People are going to start deploying it, finding use cases for it. It’s going to unlock use cases they couldn’t do before. And I think for customers that are out there that are thinking about it, the thing I would sort of say to them is: do it. But then you do want to work with partners such as Bespoken and LXT so that you are able to do it safely. So that you are evaluating the answers and the quality of the responses that these engines are giving to make sure that your customers are getting the best possible representation of your organization and your knowledge.
I think that that’s the promise that they hold. I also don’t think people should be frightened about it. This is where it goes back to an ROI question, you know I mean if we go back to the example of me as a patient, I mean, if it’s 78% correct on diagnosis, getting me the information, that is very useful 70% of the time. I think that’s still really helpful. What if you can get it to 75, though? You know what? If you get it to 78, what if you get it to 80? It’s worth your time to look at that and to do that optimization. That’s what we’ve seen from the outset. And the sort of message that’s, you know, or the mission that’s informed us.
And I think my hypothesis on how these LLMs fit in is that it’s going to continue to hold even more so because the whole trend that I believe was the case with AI is it’s less development that’s going down and you’re testing and your quality assurance and your data goes up in terms of its importance.
And that equation is continuing to become more and more differentiated. So that’s what we see happening. But at the same time, I will gladly revisit this with you in a year or two years, and we can see how it plays out because it’s going to be, whatever happens, it’s going to be fun I think.

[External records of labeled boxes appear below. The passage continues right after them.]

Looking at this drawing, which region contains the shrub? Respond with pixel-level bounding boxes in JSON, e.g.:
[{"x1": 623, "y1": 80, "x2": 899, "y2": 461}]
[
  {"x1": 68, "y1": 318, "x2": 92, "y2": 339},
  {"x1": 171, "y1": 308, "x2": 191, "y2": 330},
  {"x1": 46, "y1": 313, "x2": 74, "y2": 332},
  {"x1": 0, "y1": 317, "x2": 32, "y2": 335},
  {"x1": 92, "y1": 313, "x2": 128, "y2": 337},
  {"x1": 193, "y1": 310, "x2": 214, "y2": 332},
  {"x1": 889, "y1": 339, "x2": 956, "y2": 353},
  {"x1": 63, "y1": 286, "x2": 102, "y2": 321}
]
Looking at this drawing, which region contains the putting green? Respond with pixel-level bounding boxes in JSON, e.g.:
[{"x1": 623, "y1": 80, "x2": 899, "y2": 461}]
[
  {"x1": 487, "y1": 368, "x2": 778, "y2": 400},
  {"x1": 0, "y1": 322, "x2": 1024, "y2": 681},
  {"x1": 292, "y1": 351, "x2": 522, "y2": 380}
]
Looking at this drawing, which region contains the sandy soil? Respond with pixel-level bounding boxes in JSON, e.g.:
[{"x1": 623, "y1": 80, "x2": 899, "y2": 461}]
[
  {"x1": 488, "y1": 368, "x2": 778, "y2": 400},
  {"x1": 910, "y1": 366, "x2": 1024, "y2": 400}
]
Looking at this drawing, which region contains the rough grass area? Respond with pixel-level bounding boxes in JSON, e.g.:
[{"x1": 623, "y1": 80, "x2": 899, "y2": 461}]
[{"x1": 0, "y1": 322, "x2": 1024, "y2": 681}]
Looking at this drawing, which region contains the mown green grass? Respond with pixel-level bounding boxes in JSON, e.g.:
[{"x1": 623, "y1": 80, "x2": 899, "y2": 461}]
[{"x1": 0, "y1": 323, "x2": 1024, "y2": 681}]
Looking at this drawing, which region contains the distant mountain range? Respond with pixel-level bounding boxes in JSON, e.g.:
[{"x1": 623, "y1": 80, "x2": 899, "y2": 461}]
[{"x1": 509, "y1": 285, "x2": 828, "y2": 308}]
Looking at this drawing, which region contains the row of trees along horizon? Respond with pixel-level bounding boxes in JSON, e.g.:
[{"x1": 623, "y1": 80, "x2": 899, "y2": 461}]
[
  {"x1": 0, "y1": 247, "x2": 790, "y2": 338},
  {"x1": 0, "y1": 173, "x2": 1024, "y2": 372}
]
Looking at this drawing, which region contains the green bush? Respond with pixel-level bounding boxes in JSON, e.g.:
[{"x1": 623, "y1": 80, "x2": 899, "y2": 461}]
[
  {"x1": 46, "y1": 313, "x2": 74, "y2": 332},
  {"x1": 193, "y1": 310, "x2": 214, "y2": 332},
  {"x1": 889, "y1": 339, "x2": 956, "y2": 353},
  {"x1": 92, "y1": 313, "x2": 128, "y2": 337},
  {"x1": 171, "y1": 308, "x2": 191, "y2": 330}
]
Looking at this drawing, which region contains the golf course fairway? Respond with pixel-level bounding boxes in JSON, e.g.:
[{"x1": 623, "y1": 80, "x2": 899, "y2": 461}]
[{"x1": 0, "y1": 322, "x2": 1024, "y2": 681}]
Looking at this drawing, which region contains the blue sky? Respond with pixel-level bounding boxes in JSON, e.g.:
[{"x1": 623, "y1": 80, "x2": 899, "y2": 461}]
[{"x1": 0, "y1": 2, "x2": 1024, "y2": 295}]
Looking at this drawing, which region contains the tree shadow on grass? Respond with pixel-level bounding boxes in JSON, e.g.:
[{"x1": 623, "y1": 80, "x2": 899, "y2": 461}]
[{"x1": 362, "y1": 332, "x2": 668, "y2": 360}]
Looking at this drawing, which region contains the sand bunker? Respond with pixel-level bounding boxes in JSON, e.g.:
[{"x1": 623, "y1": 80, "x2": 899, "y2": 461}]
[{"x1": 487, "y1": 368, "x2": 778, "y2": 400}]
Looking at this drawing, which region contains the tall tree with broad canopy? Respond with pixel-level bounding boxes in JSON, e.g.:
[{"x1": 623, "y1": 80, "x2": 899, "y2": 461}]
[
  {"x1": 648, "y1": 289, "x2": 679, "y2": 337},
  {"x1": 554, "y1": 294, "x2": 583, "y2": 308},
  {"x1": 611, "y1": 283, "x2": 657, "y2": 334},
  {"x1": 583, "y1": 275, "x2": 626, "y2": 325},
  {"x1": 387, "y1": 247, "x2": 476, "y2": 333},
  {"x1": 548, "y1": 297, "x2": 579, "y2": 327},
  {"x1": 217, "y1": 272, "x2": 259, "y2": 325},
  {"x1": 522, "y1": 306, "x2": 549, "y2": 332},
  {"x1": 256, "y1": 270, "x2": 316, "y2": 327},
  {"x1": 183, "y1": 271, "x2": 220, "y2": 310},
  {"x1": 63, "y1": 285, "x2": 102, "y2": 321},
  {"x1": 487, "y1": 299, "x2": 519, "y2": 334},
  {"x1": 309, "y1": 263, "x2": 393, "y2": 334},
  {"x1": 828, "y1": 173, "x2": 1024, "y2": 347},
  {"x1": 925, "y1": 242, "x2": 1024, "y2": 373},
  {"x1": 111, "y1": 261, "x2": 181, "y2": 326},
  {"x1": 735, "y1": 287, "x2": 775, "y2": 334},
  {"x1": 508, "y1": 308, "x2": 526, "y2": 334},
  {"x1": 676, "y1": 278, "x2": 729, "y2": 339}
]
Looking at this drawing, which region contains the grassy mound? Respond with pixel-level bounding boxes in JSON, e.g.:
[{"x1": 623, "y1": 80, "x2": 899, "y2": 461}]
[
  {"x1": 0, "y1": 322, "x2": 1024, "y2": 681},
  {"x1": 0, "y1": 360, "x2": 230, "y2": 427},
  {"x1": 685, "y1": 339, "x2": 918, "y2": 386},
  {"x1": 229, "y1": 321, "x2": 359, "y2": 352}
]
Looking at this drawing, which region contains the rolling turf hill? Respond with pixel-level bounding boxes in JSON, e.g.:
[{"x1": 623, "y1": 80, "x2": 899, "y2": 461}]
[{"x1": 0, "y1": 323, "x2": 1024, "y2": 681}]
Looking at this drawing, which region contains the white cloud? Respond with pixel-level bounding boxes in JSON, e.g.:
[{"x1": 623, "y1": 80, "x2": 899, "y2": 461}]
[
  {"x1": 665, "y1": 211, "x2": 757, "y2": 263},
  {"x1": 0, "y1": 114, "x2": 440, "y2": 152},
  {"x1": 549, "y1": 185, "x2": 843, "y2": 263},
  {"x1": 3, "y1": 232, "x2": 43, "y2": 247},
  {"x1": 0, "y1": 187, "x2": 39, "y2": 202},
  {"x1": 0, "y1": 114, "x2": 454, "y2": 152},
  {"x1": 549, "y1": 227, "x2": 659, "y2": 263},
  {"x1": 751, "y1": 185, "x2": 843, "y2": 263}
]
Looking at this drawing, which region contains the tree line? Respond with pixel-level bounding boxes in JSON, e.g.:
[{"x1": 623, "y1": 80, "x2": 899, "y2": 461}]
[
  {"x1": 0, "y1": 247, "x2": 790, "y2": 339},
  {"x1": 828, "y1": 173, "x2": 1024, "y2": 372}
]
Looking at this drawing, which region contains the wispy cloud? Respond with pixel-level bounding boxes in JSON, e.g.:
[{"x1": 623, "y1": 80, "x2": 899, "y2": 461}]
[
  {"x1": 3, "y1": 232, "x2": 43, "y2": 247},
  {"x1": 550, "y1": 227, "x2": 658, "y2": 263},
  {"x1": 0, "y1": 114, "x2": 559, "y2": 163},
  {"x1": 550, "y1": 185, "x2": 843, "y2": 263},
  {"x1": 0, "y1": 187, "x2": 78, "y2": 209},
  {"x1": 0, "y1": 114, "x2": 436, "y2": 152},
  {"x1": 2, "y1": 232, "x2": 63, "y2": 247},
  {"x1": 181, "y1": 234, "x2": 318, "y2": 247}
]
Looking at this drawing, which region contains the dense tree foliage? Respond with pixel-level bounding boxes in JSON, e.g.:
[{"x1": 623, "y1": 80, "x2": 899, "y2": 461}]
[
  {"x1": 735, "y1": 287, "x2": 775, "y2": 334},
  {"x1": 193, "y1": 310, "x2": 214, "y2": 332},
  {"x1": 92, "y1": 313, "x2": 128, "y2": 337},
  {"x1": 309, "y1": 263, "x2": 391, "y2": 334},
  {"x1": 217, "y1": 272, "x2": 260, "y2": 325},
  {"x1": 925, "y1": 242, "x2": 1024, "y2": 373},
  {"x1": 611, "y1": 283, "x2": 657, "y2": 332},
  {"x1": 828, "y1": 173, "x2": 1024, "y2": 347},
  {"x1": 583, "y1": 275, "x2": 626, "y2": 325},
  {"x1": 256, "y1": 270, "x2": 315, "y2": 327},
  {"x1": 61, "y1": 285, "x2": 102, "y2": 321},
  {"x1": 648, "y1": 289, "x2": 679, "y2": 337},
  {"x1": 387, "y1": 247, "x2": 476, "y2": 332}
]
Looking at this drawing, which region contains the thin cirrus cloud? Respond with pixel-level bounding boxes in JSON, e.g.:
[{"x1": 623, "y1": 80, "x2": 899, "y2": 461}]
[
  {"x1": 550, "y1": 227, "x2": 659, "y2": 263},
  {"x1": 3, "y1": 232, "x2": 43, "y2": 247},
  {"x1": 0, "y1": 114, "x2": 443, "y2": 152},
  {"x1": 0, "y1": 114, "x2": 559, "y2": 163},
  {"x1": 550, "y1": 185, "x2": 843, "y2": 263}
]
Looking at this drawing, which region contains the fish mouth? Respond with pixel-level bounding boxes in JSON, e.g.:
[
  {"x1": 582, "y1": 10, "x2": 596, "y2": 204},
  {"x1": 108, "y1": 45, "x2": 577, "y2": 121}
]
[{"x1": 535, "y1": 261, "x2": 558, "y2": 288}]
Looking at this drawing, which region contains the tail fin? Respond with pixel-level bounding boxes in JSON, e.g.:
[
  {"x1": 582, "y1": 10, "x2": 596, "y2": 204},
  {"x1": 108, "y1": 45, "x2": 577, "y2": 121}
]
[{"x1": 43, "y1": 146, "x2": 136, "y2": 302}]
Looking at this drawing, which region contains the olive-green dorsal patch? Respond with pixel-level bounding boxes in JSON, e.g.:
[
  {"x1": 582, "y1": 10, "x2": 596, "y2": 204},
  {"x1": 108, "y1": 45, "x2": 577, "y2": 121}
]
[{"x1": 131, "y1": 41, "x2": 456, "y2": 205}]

Yeah, I like your assessment of that. Like the idea of reconvening in a year or so and comparing notes on how that’s actually gone, how things have actually played out. So thank you. That was a well-selected question. I’m glad you asked, and thanks again for spending time with us today. It’s been really stimulating and interesting conversation as I expected it would be. Thanks very much and I look forward to speaking to you again before too long.
Yeah. Thank you, Phil. It’s great talking with you.